Q1. Find the factor pairs of 37.

1.  (1, 37)
2.  (2, 18)
3.  (1, 31)
4.  (4, 9)

Q2. Find the factors of 50.

1.  2, 5, 10, 25, 50
2. 1, 2, 5, 10, 25, 50
3.  1, 2, 5, 10, 25
4.  1, 2, 5, 10

Q3. Which of the following is one of the factor pairs of 60.

1.  (1, 50)
2.  (2, 30)
3.  (30, 30)
4.  (4, 20)

Q4. List the factors of 120.

1.  1, 2, 3, 4, 5, 6, 8, 10, 12, 15, 20, 24, 30, 40, 60, 120
2.  1, 2, 3, 4, 5, 6, 8, 10, 12, 15, 20, 24, 30, 40, 60
3.  1, 2, 3, 4, 6, 8, 10, 12, 15, 20, 24, 30, 40, 60, 120
4.  1, 2, 3, 4, 5, 6, 8, 10, 12, 15, 20, 24, 30, 40, 50, 60, 120

Q5. Find the factors of 100.

1.  2, 4, 5, 10, 20, 25, 50, 100
2.  1, 2, 4, 5, 10, 20, 25, 50, 100
3.  1, 2, 4, 5, 10, 20, 25, 50
4.  1, 2, 4, 5, 10, 20, 25

Q1. What is a factor of a number?

Answer: Factors are numbers that divide a given number evenly without leaving a remainder.

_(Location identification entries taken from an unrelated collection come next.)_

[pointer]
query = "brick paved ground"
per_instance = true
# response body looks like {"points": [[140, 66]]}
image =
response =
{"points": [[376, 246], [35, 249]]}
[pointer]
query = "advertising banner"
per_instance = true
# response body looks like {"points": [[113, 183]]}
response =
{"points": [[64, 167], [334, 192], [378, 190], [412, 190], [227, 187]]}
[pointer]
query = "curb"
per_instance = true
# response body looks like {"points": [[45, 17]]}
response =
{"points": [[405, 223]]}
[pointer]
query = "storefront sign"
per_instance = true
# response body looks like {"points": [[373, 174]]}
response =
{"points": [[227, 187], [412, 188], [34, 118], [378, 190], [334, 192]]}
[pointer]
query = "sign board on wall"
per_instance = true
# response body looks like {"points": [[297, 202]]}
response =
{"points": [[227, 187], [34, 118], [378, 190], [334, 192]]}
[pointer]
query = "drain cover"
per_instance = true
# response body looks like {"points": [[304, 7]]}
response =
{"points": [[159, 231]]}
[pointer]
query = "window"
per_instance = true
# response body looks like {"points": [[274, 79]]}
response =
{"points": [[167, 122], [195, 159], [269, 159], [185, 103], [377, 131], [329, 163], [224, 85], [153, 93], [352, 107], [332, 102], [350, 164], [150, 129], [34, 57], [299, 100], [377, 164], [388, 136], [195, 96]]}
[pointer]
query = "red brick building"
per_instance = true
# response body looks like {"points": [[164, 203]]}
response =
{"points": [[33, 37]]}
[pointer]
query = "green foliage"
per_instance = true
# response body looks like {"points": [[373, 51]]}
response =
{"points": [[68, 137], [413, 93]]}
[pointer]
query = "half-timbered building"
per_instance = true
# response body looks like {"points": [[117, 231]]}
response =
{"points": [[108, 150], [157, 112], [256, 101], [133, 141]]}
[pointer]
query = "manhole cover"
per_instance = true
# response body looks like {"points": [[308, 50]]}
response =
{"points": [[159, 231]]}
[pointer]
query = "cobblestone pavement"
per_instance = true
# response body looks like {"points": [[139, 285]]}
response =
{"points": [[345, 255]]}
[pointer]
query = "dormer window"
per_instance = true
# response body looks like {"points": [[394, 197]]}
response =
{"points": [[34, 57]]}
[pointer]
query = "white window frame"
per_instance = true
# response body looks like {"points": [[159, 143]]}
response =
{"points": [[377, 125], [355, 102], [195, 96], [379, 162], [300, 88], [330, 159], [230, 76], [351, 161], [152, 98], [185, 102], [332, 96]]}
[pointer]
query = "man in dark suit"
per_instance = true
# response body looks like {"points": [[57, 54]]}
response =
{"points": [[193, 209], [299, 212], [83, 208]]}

Q2. How do I find factors?

Answer: Factors are found by dividing the number by other natural numbers and noting the pairs that result in whole numbers.

Q3. What is the significance of factors?

Answer: Factors help in understanding the divisibility and mathematical properties of a number.

Q4. Can a number have infinite factors?

Answer: No, every number has a finite number of factors.

Q5. Are 1 and the number itself always factors?

Answer: Yes, every number is divisible by 1 and itself, making them automatic factors.